Справа близились в косых столбах прожекторов бело-голубые башни и купола Смольного; за ними угадывался длинный корпус дворца.
— Ахнем сейчас по нему спокойно! — сказал Колчак, и в ответ фигурки внизу приблизились к орудию и пришли в движение.
— А-атставить, — негромко отреагировал Ольховский и наиграл грубым пиратским тоном: — Перевешаю, сучьи дети. — И сучьим детям, и отцу-командиру эта игра была приятна.
Далеко внизу по течению, где-то на фоне размытой подсветки Ростральных колонн, проблеснули за изгибом набережной ходовые огни поднимающегося следом за ними сухогруза. Все было мирно и спокойно.
— Никак идем помалу, — признал Колчак.
Он вышел на крыло мостика к Ольховскому, глядя назад, и тогда они увидели, как где-то в районе Дворцовой площади, заслоненной углом Большого дома, вершинами Летнего сада и ломаным силуэтом крыш, возникли и стали перемещаться отсветы какого-то движения. Заметались, то и дело перекрещиваясь, лезвия прожекторов, утыкаясь в глухое подбрюшье туч, донеслись тукающие пробочные хлопки и прерывистый тихий швейный треск, взлетела и выписала гаснущую дугу зеленая ракета.
— Это еще что за спектакль сегодня? — вопросил Колчак и переместил козырек фуражки с темени на брови, параллельно своему тарану. Ольховский методично застегнулся.
С Петропавловки скатился в воздух круглый хлопок, весьма напоминающий не столько полуденный сигнал, сколько выстрел артсистемы среднего калибра.
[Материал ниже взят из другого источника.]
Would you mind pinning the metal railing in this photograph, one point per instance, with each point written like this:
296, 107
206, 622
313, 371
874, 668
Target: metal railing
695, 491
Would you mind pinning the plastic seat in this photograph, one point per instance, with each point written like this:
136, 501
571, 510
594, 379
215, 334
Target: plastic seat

— Никак наводнение? — усомнился Ольховский, вглядываясь в берег.
Каменное погромыхивание удаляющегося звука исчезло, и тогда оттуда, от Дворцовой, донеслось еле различимое здесь:
— А-а-а-а-а… — Словно из сотен глоток, забиваемых ветром.
Крошечные окна Зимнего беспорядочно вспыхивали и гасли. Из-за фасада выскочил и проткал темноту плавно загибающийся книзу пунктир трассера.
— Должен признаться, — врастяжку произнес Ольховский, — что более всего это мне напоминает незабвенную съемку Эйзенштейном штурма Зимнего дворца. Но поскольку сейчас, кроме отдельных уцелевших шедевров мировой живописи, брать там решительно нечего, то я просто теряюсь в догадках! В любом случае мне сдается, что мы вовремя ушли. Твое мнение, старпом?
— Чеченская братва штурмует Санкт-Петербургское законодательное собрание.
— А почему ночью?
— Для конспирации. Традиция такая. Не принято? Ну — Никита Михалков приступил к массовкам новой версии «Милюков в октябре». Слушай: внесем разнообразие? Положим им снаряд за фасад?
— Да? Шутник. Ты сначала туда министров-капиталистов перевези.
— Уже.
— К черту! в поворот ложимся! В машине — малый на оба винта! На руле — два румба влево держать! В машине: правая — самый малый назад! А то выкатит нас сейчас кормой на мель с фарватера, замучишься сниматься…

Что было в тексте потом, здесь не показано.